Strange thing is that when I disconnected then reconnected the (mini-jack) headphones, I could see the following message from the Android media code:

W/AudioTrack: dead IAudioTrack, PCM, creating a new one from …

Then playback was perfect. Could this help?

Thanks.

Mariano

OK so several things come to mind:
1 ) Playback performance is always better on headphones compared to the internal speaker. This is because Android adds extra DSP processing when using the internal speaker - and this will also depend on the handset that you are using. Are you still testing on the same headset compared when you tested JUCE 4.3?
2 ) The audio thread will only run on the low latency thread if you are using the default sample rate and buffer size. Check this debug message to see if the chosen sample rate/buffer size matches the native sample rate and buffer size.
3 ) As the juce audio thread runs on a high priority thread maybe you have some sort of priority inversion. For example, you should definitely not do anything that calls into Java (for example posting messages) on the audio thread. To check this, try commenting out this line. Without this line any call into Java will crash the app. You can then look at the stack trace to see which call tried to invoke a Java method.

Thanks for the quick, extensive reply:

  1. Yes, I’m just using standard mini-jack plugged headphones, but the problem happens with or without them. While it works perfectly on previous app version.

  2. I commented that line and app ran without crashing.
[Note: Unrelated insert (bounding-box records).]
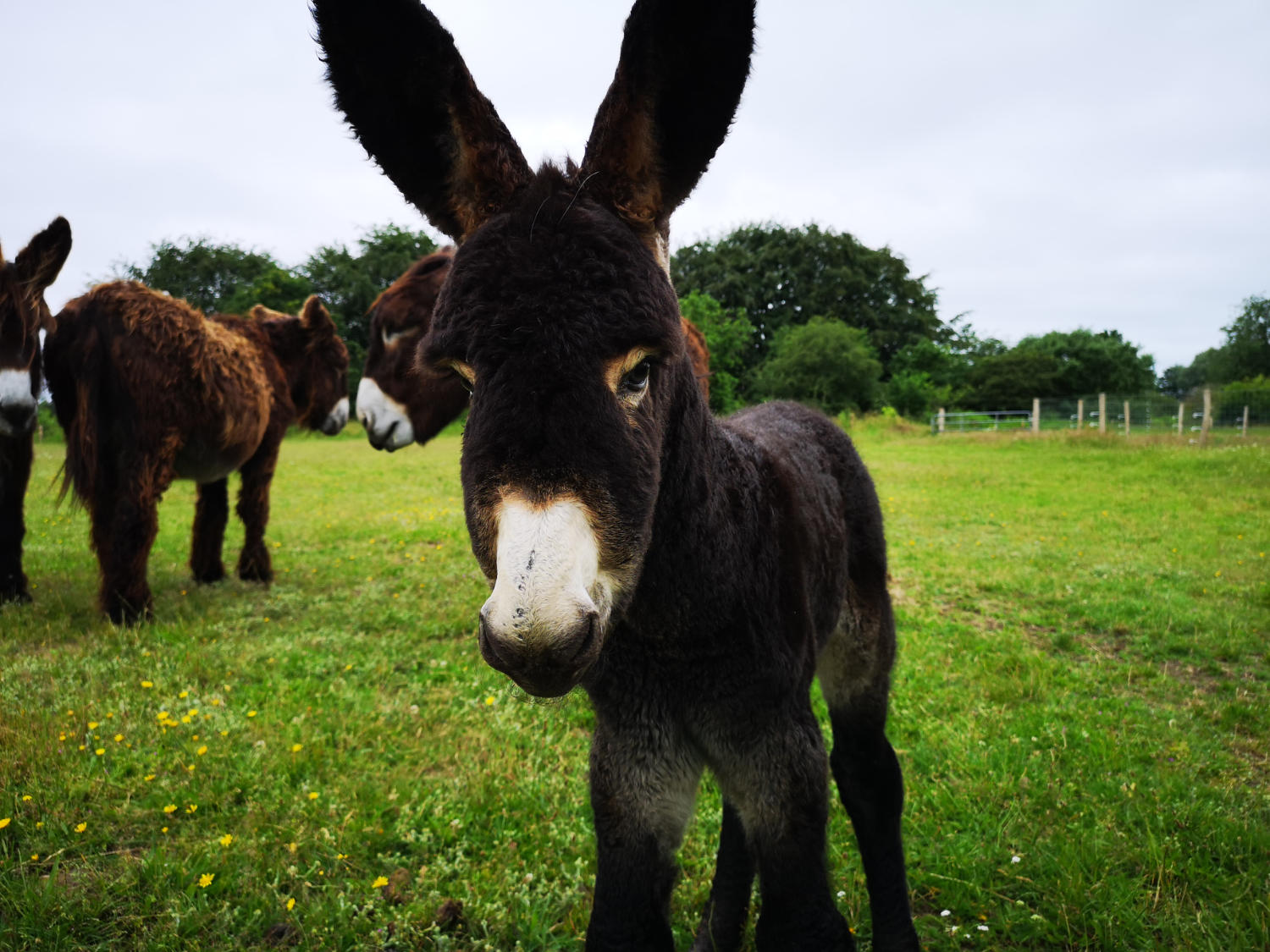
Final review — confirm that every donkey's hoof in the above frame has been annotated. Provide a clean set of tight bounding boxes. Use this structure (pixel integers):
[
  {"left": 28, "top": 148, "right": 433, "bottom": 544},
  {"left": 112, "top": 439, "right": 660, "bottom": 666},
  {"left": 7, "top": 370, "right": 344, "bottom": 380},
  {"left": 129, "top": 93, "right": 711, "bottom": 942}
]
[
  {"left": 0, "top": 588, "right": 30, "bottom": 606},
  {"left": 239, "top": 565, "right": 273, "bottom": 586}
]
So I don’t think I’m making any Android call on the audio thread.

  3. I do have a discrepancy in the buffer size reported. Here is the log I get:

JUCE: JUCE v5.2.0
JUCE: Audio device - min buffers: 15392, 7680; 48000 Hz; input chans: 2
JUCE: OpenSL: numInputChannels = 0, numOutputChannels = 2, nativeBufferSize = 240, nativeSampleRate = 48000, actualBufferSize = 1440, audioBuffersToEnqueue = 8, sampleRate = 48000, supportsFloatingPoint = true

My device initialization is the following:

deviceManager.initialise(0, 2, 0, true, String::empty, 0);

Hope this helps.

Mariano

Oh wow, if I force the buffer size to 240, then sound is perfect! I would never have thought that reducing the buffer size would remove the glitches. Would have kept increasing it instead.

How can we force the buffer to the native size by default?

Which phone are you trying this on?

Samsung Galaxy A5

Yes. I almost thought so. This is a problem with all Samsung phones. Unfortunately, Samsung phones “lie” about their support for realtime audio priority (“Pro Audio”) and small buffer sizes (“Low Latency Audio”), so JUCE does not use the realtime audio priority on Samsung phones.

You can override this yourself by changing the following line of code to always return true. Note however, that this change may decrease performance on low-end Samsung phones which actually do not support realtime audio priority.

Rumor is that they do not want to return true here as the Pro Audio badge is a Google invention and is in competition with Samsung’s SAPA framework (which JUCE does not support). Not sure if that is true though.

Yes, that did the trick.

Is there any way we can play safer by setting a larger I/O buffer while still running on a realtime priority? I may have many users still on old Samsung phones, and in this app sound quality is much more important than low latency.